Mildred Loving, 68

Mildred Loving, the black woman whose fight against Virginia’s ban on interracial marriage led to the Supreme Court overturning all such laws nationwide, has died at age 68. Loving’s cause of death was not disclosed.

Loving and her white husband, Richard, changed history in 1967 when the U.S. Supreme Court upheld their right to marry. The ruling struck down laws banning racially mixed marriages in at least 17 states.

They had married in Washington in 1958, when she was 18. Returning to their Virginia hometown, they were arrested within weeks and convicted on charges of “cohabiting as man and wife, against the peace and dignity of the Commonwealth,” according to their indictments.

The couple avoided a year in jail by agreeing to a sentence mandating that they immediately leave Virginia. They moved to Washington and launched a legal challenge a few years later. After the Supreme Court ruled, the couple returned to Virginia, where they lived with their children Donald, Peggy and Sidney. Richard Loving died in 1975 in a car accident that also injured his wife.

In a rare interview with The Associated Press last June, Loving said she wasn’t trying to change history — she was just a girl who once fell in love with a boy. “It wasn’t my doing,” Loving said. “It was God’s work.”
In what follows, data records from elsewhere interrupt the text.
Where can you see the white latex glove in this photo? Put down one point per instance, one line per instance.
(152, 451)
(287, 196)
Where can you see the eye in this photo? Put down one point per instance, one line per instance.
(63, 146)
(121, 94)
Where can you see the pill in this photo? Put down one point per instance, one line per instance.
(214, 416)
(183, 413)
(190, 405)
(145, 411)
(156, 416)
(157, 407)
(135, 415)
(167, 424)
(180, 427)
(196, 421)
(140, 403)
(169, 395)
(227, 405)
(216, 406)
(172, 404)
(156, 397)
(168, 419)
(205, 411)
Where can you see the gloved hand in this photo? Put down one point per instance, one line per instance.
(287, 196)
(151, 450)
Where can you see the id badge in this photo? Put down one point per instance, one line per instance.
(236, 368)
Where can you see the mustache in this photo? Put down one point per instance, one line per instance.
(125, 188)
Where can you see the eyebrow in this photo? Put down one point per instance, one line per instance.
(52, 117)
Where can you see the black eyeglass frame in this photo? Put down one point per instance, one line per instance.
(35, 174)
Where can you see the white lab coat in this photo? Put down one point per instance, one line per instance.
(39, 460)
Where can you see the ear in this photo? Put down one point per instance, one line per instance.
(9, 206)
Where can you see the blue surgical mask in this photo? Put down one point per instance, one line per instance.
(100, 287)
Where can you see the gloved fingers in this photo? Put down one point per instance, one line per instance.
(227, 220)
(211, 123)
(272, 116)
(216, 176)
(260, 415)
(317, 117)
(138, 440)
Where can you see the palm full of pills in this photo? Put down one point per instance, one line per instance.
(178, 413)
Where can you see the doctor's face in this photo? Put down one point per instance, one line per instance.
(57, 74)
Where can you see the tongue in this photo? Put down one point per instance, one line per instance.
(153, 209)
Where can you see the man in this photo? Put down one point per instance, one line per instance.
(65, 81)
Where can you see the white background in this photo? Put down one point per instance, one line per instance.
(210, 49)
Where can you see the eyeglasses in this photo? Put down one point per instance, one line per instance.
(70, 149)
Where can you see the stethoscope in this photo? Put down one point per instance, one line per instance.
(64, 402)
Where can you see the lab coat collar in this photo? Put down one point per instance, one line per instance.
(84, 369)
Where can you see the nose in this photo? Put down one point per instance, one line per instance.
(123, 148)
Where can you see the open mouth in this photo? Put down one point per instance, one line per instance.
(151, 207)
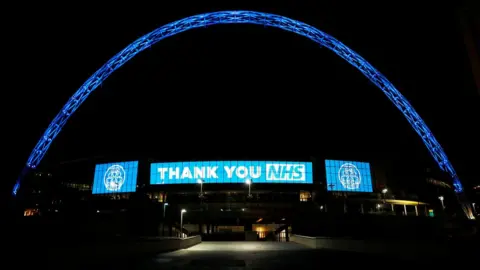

Loving v. Virginia was a landmark victory for civil rights in America and overturned the state’s Racial Integrity Act Of 1924 which required that the race of all people born in Virginia be categorized as either “white” or “non-white” and made interracial marriage a felony.

I was a third-grader living in North Carolina when the Loving decision was handed down and NC was one of the “slave states” affected by the ruling. It’s hard to believe now that I once lived in a time and a place when interracial marriage was illegal. But there are millions of 8 year-olds alive today who will one day say the same thing about same-sex marraige.